9 minute read
One-member viability
Is it better to house two members in a single SMSF or run two separate funds for each individual? Michael Hallinan SMSF executive consultant at SuperCentral considers both of these propositions.
Now SMSFs can have up to six members, it is a good time to consider whether they should only have one member. This is not a criticism of the former government’s unexpected but welcome championing of larger SMSFs. This championing was possibly an attempt to future-proof SMSFs against the re-emergence of anti-SMSF policy changes. The Labor Party’s proposal to make imputation credits non-refundable for super funds being an example – a policy that would have had a disproportionate adverse impact on SMSFs compared to other superannuation sectors.

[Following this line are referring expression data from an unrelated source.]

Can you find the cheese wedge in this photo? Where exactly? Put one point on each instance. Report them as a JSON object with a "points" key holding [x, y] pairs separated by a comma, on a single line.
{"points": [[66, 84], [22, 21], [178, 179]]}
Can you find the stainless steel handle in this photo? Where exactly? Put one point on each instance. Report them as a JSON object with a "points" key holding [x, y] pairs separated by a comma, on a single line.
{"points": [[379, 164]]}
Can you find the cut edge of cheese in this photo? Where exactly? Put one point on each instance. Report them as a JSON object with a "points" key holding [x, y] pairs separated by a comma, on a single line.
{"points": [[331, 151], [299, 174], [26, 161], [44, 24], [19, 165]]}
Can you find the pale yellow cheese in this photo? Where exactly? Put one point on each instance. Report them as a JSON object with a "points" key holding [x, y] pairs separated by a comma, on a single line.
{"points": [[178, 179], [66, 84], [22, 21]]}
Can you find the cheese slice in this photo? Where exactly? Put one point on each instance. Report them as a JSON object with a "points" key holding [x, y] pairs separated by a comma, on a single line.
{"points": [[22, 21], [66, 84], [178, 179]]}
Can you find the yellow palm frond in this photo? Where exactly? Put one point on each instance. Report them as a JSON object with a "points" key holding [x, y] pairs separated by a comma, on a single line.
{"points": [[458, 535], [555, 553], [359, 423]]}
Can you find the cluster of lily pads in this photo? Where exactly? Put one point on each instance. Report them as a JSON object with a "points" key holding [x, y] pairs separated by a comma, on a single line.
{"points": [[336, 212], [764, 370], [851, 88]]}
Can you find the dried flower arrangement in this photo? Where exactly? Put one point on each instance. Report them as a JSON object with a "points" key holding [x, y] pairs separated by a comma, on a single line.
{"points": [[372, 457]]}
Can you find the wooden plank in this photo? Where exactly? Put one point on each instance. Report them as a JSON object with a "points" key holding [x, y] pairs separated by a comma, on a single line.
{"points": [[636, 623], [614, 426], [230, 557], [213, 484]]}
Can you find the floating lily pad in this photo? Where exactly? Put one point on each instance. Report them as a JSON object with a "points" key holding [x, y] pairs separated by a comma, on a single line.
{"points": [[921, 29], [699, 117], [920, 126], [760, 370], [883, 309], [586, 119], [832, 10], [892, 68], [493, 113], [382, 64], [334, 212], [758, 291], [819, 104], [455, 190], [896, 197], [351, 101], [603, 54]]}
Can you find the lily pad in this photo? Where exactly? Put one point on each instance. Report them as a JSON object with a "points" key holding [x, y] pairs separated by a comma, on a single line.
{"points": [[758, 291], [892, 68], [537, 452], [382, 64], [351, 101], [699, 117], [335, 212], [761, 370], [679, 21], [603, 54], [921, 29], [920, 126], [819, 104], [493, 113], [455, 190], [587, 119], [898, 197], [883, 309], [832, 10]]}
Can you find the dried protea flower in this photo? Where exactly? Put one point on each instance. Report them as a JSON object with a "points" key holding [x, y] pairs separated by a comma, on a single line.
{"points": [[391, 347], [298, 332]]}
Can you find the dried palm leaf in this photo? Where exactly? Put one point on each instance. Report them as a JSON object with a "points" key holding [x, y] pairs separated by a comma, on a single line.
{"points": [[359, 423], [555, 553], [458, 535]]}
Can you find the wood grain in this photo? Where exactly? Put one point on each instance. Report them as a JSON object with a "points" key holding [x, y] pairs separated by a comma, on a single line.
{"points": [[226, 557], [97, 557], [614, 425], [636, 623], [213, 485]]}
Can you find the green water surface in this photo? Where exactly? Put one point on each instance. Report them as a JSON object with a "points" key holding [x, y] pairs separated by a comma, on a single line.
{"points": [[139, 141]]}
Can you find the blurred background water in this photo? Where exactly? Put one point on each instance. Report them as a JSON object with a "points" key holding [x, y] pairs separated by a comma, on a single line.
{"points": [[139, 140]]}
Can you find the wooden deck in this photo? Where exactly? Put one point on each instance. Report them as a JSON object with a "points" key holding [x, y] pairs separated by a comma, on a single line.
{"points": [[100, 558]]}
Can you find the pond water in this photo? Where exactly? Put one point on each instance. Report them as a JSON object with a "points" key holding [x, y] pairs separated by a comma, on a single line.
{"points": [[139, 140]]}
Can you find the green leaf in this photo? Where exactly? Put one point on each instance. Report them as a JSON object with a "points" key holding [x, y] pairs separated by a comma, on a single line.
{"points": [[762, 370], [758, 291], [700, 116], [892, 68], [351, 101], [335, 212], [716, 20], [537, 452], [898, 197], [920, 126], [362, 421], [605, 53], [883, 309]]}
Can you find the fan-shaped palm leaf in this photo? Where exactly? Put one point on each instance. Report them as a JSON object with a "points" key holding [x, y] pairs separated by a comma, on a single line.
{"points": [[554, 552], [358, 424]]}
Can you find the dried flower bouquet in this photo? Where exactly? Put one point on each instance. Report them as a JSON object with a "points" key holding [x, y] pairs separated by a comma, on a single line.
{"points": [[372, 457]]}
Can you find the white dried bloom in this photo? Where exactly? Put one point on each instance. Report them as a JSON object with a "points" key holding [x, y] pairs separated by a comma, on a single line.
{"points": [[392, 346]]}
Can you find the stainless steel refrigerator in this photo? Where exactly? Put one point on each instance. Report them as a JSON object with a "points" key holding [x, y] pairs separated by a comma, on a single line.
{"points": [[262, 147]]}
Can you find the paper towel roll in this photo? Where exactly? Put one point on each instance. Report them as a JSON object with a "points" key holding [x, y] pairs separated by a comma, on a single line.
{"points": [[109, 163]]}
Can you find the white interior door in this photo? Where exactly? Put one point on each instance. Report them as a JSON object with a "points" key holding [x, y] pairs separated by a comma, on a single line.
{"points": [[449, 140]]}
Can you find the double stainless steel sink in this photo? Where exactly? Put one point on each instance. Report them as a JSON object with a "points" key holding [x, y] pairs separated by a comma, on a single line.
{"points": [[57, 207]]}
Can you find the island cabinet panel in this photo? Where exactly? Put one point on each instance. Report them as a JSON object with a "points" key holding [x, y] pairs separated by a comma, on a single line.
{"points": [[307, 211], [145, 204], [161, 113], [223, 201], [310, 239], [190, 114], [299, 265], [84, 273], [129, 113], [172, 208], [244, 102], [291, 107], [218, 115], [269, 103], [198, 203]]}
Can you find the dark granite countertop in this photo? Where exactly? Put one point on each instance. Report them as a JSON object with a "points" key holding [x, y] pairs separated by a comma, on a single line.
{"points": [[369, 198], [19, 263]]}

Unfortunately, the impact of the increase in the membership size, made effective on 1 July 2021, from four to six members has not yet flowed through the ATO reporting system and was not captured in the most recent SMSF quarterly statistical report of March 2022. The most recent report only captures data applicable to the 2020 financial year. However, this data does indicate less than 4 per cent of SMSFs have four members, while 23.7 per cent are singlemember funds in respect of the 2020 income year.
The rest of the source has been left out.